ZIP4

ZIP4 (ZIP = acronym for: Zrt-Irt-like protein) also known as SLC39A4, a transport protein in the human body, belongs to the family of zinc/iron-regulated transporter-like proteins (ZIP). The ZIP protein family and plays a central role in the absorption of zinc from the intestine. ZIKP4 is encoded by the SLC39A4 gene (SLC39A4 stands for "Solute Carrier Family 39 Member 4"), which is located on chromosome 8q24.3. ZIP4 consists of 8 transmembrane regions - the protein thus "crosses" the cell membrane several times. ZIP4 has a long ECD (extracellular domain) N-terminus, which probably helps in regulation (e.g. in recognizing zinc deficiency). It is likely that this histidine-rich loop functions as a metal chaperone that facilitates zinc binding to the transport site and/or as a zinc sensor that allosterically regulates the transport mechanism (Zhang T et al. 2019).

ZIKP4 is mainly located in the cells of the small intestinal mucosa. Transports zinc by passive transport (no energy consumption, follows the concentration gradient).

The body regulates the activity of ZIP4 depending on the zinc requirement. If there is a zinc deficiency, ZIP4 is increasingly brought to the cell surface; if there is an excess of zinc, it is broken down again.

The SLC39A family (Solute Carrier 39A) consists of 14 members that are thought to regulate zinc uptake into the cytoplasm. Among these, ZIP4 is known to be particularly important for zinc homeostasis (Zhang T et al. (2019). ZIP4 accumulates on the apical surface of enterocytes and endoderm cells when zinc is deficient, as the mRNA is more stable and the protein is stabilized. In contrast, when zinc is supplied, the mRNA is destabilized and the protein is internalized and rapidly degraded. Animal experiments show the importance of ZIP4 for zinc homeostasis when the coding SLC39A gene is specifically deleted. Homozygous Zip4 knockout embryos die during early morphogenesis. They exhibit a number of developmental defects, including exencephaly, anophthalmia and severe growth retardation. Mice heterozygous for Zip4 knockout are hypersensitive to zinc deficiency, suggesting that humans heterozygous for this gene may also be highly sensitive to zinc deficiency (Andrews GK 2008).

Mutations in the SLC39A gene cause the clinical picture of acrodermatitis enteropathica (AE), a rare recessive-lethal genetic disease in humans. About half of the missense mutations that cause AE occur within the large N-terminal extracellular domain (ECD).

Zinc is an essential trace element - it is required for hundreds of enzymes, the immune system, growth and wound healing (Ogawa Y et al. 2018).

ZIP4 has been shown to be involved in tumor growth, metastasis, drug tolerance and various other processes. Most studies suggest that ZIP4 regulates the malignant biological behavior of tumors via zinc ions as a secondary messenger. ZIP4 itself binds to ephrin-B1 to regulate tumor metastasis.

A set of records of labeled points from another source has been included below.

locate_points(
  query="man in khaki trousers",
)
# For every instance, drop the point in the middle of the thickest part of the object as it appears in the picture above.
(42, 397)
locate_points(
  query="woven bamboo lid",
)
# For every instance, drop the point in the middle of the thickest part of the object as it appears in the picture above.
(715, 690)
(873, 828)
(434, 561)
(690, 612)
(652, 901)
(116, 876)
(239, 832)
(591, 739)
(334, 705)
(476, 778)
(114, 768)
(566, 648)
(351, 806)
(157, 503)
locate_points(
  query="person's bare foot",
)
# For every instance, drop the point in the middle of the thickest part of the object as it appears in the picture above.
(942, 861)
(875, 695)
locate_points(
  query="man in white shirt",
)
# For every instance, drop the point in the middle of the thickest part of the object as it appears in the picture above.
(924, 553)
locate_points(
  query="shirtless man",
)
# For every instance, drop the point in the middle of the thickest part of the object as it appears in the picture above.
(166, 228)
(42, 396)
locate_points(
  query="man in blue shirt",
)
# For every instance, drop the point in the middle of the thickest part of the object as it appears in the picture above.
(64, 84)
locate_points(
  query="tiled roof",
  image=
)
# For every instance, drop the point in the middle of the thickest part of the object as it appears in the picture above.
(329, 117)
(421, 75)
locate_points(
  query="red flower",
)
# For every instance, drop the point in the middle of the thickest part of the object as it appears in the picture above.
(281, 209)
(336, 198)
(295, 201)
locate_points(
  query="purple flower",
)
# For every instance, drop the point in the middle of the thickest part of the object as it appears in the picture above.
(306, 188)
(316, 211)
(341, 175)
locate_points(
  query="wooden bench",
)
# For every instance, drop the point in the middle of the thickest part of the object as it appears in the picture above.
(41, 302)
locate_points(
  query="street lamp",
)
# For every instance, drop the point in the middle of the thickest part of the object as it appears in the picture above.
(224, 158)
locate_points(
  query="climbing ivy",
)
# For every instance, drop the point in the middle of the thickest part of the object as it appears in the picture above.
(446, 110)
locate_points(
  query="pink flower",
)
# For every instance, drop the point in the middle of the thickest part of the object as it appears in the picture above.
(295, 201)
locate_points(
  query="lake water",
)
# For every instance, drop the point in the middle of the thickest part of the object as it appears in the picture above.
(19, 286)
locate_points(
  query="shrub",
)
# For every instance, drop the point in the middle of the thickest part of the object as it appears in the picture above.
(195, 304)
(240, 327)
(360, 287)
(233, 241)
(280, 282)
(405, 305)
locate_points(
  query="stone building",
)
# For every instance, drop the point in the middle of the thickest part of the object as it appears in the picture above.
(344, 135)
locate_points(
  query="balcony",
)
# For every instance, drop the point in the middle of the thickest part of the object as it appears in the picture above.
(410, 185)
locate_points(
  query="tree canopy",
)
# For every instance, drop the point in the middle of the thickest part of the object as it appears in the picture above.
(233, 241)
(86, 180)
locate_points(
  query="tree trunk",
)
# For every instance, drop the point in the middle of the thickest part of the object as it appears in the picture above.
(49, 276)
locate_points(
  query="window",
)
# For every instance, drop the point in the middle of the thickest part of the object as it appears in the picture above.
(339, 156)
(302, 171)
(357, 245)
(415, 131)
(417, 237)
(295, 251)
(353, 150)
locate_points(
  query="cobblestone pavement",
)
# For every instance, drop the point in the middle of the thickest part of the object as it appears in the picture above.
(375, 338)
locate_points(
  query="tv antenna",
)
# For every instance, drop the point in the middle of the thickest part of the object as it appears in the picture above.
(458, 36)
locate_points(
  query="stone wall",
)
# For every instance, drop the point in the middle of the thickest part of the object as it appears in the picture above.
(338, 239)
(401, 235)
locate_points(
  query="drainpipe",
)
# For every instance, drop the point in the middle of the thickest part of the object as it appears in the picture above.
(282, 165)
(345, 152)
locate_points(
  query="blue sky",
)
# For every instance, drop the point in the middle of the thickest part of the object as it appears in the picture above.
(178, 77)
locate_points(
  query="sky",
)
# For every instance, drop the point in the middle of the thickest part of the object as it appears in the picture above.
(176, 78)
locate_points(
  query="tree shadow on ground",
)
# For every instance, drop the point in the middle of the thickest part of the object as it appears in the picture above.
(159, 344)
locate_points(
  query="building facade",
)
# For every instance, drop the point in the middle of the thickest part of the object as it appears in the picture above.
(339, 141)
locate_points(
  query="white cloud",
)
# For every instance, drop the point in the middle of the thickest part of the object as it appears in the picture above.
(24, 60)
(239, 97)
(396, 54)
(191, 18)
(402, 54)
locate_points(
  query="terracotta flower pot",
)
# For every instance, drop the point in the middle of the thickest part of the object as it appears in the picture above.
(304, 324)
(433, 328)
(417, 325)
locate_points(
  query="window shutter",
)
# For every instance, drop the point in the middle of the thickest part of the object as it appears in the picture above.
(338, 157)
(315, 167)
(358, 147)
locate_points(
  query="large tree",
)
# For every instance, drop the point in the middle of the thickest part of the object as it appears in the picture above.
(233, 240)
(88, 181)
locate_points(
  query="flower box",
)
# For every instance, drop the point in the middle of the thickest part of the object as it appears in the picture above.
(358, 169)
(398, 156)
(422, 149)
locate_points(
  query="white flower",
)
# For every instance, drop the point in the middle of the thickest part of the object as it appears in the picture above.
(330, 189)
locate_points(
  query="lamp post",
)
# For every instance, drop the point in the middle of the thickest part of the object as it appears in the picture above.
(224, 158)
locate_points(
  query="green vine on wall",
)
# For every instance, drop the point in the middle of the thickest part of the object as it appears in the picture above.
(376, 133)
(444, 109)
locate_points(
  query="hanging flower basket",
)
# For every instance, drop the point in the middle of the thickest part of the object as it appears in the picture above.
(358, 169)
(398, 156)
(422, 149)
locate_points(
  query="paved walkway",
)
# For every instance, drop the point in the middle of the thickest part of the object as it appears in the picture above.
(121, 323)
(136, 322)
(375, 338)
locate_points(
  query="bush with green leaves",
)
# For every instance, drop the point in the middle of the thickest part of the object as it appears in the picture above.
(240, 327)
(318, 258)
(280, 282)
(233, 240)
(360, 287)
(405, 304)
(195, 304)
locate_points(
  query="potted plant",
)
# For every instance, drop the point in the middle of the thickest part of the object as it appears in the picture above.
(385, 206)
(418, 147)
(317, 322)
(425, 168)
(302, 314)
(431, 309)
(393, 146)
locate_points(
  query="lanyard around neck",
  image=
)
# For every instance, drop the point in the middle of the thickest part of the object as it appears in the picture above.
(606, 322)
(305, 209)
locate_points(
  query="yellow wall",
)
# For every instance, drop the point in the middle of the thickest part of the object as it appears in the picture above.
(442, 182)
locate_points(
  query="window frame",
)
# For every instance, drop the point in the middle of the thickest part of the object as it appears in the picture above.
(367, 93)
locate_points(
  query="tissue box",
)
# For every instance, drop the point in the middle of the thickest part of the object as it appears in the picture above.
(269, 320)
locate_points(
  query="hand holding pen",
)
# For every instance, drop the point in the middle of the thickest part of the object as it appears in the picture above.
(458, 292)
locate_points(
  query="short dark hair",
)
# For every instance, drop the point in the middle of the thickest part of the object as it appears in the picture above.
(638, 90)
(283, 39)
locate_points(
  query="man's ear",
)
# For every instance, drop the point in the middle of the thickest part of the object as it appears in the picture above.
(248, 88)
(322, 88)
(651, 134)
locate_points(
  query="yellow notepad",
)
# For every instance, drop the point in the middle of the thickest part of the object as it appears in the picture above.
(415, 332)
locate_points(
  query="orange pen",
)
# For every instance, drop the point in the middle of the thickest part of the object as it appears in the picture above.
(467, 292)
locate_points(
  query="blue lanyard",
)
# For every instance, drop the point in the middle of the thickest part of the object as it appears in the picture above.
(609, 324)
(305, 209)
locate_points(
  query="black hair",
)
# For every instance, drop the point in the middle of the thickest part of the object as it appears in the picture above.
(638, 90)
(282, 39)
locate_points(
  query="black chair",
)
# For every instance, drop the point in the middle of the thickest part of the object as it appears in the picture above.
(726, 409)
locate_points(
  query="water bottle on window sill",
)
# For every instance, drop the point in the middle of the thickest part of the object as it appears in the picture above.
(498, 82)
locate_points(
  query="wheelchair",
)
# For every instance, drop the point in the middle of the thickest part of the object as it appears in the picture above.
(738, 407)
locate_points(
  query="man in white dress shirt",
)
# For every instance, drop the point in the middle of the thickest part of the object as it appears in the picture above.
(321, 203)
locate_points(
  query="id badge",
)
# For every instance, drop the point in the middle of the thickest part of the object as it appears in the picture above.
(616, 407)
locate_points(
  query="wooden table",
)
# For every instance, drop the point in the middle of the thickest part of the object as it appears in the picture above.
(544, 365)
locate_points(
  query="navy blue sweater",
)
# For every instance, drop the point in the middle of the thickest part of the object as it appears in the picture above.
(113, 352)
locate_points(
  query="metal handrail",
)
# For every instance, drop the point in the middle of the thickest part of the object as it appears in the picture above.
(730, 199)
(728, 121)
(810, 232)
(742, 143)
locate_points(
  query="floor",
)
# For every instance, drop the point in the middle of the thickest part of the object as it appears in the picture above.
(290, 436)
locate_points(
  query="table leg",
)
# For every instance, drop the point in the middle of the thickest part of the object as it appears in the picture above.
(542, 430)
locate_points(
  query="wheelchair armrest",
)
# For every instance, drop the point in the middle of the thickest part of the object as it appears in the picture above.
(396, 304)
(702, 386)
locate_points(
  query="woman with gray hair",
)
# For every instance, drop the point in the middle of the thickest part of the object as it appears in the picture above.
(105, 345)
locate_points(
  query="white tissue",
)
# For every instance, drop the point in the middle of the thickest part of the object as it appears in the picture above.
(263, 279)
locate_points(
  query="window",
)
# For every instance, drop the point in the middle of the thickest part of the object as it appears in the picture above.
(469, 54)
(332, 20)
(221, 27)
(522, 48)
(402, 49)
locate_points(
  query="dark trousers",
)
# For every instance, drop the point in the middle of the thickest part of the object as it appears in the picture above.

ZIP4 is being investigated as a potential biomarker or therapeutic approach (Guo H et al. 2024).

1. Andrews GK (2008) Regulation and function of Zip4, the acrodermatitis enteropathica gene. Biochem Soc Trans 36:1242-1246.
2. Guo H et al. (2024) Research progress on the molecular structure, function, and application in tumor therapy of zinc transporter ZIP4. Int J Biol Sci 20:5910-5924.
3. Ogawa Y et al (2018) Zinc and Skin Disorders. Nutrients 10:199.
4. Zhang T et al. (2019) The histidine-rich loop in the extracellular domain of ZIP4 binds zinc and plays a role in zinc transport. Biochem J 476:1791-1803.